“Bad timekeeping is like bad DNS — nothing works right, and it’s always the last thing you check.”
Why NTP Matters in Virtualization
When you run a Proxmox node — or any virtualization stack — time synchronization isn’t just “nice to have.” It’s critical for:
- Cluster consistency: HA, Ceph, quorum votes all depend on accurate clocks.
- Certificates: SSL/TLS breaks if the system time is off.
- Logs & troubleshooting: Event correlation across nodes is impossible without sync.
- VM guests: Your VMs inherit clock drift if the host is wrong.
Yet many admins still rely on random pool.ntp.org
servers and never harden their setup. The result? Logs full of falseticker
warnings, clock drift, or worse — cluster instability.
The Problem with Public Pools
If you’re running Proxmox, you might see logs like:
chronyd[957]: Detected falseticker pool.ntp.org
chronyd[957]: Can't synchronise: no majority
chronyd[957]: System clock wrong by 1.1 seconds
That’s your NTP client (Chrony) saying:
“I asked several public servers what time it is. They don’t agree, and I don’t trust any of them.”
Public pools are great for desktops — but for a hypervisor or a cluster, they’re too unpredictable.
Step 1: Harden Your Chrony Configuration
Edit /etc/chrony/chrony.conf
and swap out the weak defaults for stable, Anycast-backed services and regional pools:
# =====================================================================
# Chrony hardened config for Proxmox (Singapore / Asia region)
# =====================================================================
# Cloudflare NTP (Anycast, fast + secure)
server time.cloudflare.com iburst prefer
# Google Public NTP
server time.google.com iburst
# Singapore pool (regional NTP)
server 0.sg.pool.ntp.org iburst
server 1.sg.pool.ntp.org iburst
server 2.sg.pool.ntp.org iburst
server 3.sg.pool.ntp.org iburst
# ---------------------------------------------------------------------
# SECURITY SETTINGS
# ---------------------------------------------------------------------
# Don't serve NTP to others (local node only)
port 0
# Allow only localhost to control chronyd
cmdallow 127.0.0.1
cmdallow ::1
# Don’t accept external remote commands
cmdport 0
# ---------------------------------------------------------------------
# RELIABILITY
# ---------------------------------------------------------------------
# Step the system clock if the adjustment is bigger than 1 sec
makestep 1.0 3
# Record drift for stability
driftfile /var/lib/chrony/chrony.drift
# Log files
logdir /var/log/chrony
log measurements statistics tracking
Restart Chrony & check status:
systemctl restart chronyd
sleep 15
chronyc sources -v
chronyc tracking

You want to see a ^*
marking your chosen server and a Leap status: Normal
.
^*
= primary source (Cloudflare in this case)Reach 377
= excellent (8/8 last polls succeeded)Last offset
= small drift (good sign)Leap status
should change toNormal
- Stratum <= 4 is fine.
Step 2: Run Your Own NTP Server
Public services are better than nothing, but the real fix is to be your own source of truth:
- Single node?
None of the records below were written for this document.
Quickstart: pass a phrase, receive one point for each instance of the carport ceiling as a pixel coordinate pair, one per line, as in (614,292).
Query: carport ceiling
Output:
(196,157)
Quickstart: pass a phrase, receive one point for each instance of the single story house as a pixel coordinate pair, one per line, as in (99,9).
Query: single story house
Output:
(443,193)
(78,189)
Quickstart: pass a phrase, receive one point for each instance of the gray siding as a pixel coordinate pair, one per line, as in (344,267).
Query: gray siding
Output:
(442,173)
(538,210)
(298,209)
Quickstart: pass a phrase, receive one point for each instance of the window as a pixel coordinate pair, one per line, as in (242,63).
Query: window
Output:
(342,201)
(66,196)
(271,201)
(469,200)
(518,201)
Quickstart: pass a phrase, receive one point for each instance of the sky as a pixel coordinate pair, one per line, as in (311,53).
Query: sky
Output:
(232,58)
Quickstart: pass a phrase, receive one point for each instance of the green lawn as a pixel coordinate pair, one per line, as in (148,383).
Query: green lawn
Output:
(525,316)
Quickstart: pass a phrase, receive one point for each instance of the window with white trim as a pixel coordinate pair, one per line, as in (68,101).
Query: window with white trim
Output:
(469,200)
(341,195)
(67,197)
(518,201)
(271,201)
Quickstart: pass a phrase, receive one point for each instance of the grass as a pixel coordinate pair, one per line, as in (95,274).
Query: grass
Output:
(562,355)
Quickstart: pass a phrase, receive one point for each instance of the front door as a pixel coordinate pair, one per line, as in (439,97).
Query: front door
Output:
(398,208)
Run Chrony normally, pointed at Cloudflare/Google.
- Multiple Proxmox nodes? Pick one node as your “stratum 1” and point the others at it.
- Enterprise / homelab with pfSense, OPNsense, MikroTik, etc.? Let your router/firewall act as the LAN’s NTP server.
That way:
- All nodes agree with each other, even if WAN is flaky.
- You reduce dependency on random Internet servers.
- Logs and metrics are perfectly aligned across your infrastructure.
Step 3: Don’t Forget the Firewall
Chrony uses UDP/123. If you’re running Proxmox VE Firewall, allow outbound NTP or you’ll stay stuck at Leap status: Not synchronised
.
Example (pve-firewall
rule):
OUT ACCEPT udp dport 123
The Bottom Line
- Accurate time isn’t optional in virtualization — it’s foundational.
- Don’t trust only public pools. Harden your Chrony config with stable providers.
- Even better: run your own NTP server and let your nodes sync internally.
Your future self — staring at weird cluster errors at 3 AM — will thank you.